Peter Weiss: Tackling the powerful lawbreakers

Soon a personal friend, the lawyer Peter Weiss, will celebrate his 90th birthday in New York. Born in Vienna in 1925, he fled to the US in 1941 and worked in the US Army as an interpreter at the end of World War II. At Fort Hunt near Washington, Weiss worked at a detention camp for high-level Nazis, including missile researcher Wernher von Braun and Reinhard von Gehlen, who would later go on to serve as head of West Germany’s intelligence service. After the war Weiss took up work with the Office of Military Government in US-occupied Berlin. This Office was tasked with dismantling the extensive German business cartels that had helped the National Socialists win and maintain power. One of those questioned by Weiss was Herrmann-Josef Abs, former Nazi banker and later a chief financier in West Germany. Weiss was also involved in the preparations for the Subsequent Nuremberg Trials of German business leaders.

 
As a lawyer in the post-war USA, Weiss was mainly occupied with questions of commercial law, but from the 1950s on he became active as a civil and human rights lawyer. In 1966 he was one of the co-founders of the civil rights litigation organization Center for Constitutional Rights (CCR) in New York. Together with investigative journalist Seymour Hersh he advised victims of the massacre by US forces in My Lai, Vietnam. In a series of cases Weiss sought to use little-known legal sources and international law to help the victims of human rights violations. One of his most historic achievements is the case of Filártiga versus Peña-Irala. Relatives of torture victim Joelito Filártiga from Paraguay had identified policeman Americo Peña-Irala as their son’s murderer. Using the Alien Tort Claims Act, an old law from 1789, Weiss and the CCR sued the torturer before US courts. The claimants won their case before a New York appeals court and were awarded over ten million dollars in compensation. Weiss then led similar compensation cases against oil companies UNOCAL and Shell for human rights violations in Burma and in Nigeria. He also found success as part of the International Association of Lawyers against Nuclear Arms (IALANA). Their work led to the opinion handed down by the International Court of Justice in The Hague in 1996 stating that the use of nuclear weapons would violate international law.

 
I worked with Weiss and CCR to try to bring former US Defense Secretary Donald Rumsfeld and other officials responsible for systematic torture by the US before the courts in Germany, France and elsewhere.
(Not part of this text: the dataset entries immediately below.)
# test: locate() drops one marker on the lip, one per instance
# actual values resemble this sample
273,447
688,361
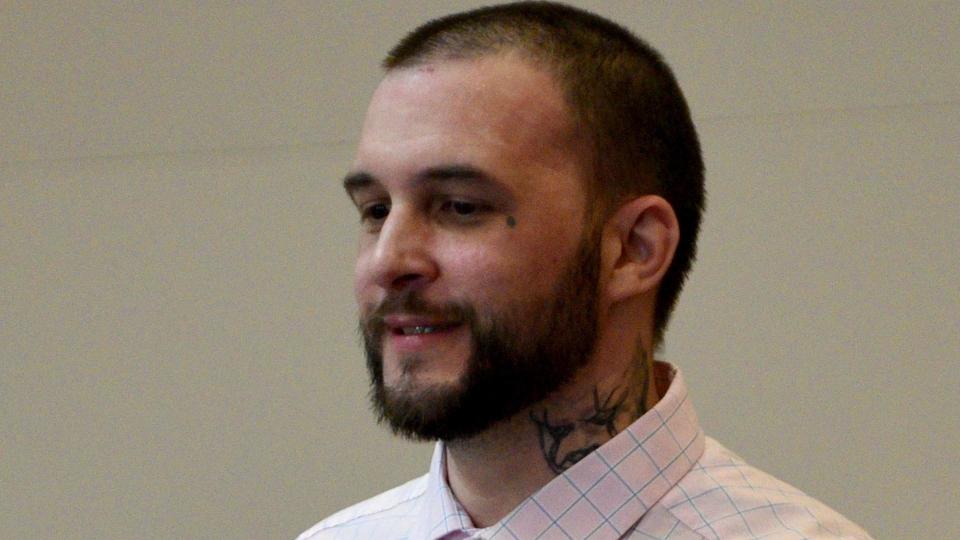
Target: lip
411,343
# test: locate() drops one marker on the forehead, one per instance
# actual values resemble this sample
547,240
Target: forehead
495,112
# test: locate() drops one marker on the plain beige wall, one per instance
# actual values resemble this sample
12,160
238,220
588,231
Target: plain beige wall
178,356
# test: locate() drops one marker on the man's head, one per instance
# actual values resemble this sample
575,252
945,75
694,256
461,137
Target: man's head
497,151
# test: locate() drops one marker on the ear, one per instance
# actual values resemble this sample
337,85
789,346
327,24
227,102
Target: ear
642,237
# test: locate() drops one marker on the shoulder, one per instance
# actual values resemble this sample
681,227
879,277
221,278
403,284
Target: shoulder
724,497
388,515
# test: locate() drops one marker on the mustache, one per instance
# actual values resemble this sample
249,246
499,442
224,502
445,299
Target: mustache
411,302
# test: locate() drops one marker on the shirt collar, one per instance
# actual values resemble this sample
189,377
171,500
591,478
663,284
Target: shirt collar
608,491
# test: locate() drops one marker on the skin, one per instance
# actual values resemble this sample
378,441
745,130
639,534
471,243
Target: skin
503,231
Skeptics were wary of taking legal action against powerful criminals like Rumsfeld; again and again Weiss would respond by pointing to the historic breakthroughs that had been made in the past thanks to the innovative use of the law.

 
Today the seeds planted by Weiss have taken root. All over the world, lawyers are following his lead, they are joining forces with local social movements against criminal corporations and using the principle of universal jurisdiction to take legal action against torturers and their superiors. The seasoned fighter remains an optimist: Weiss plans to continue fighting until his last days for a world free of atomic weapons.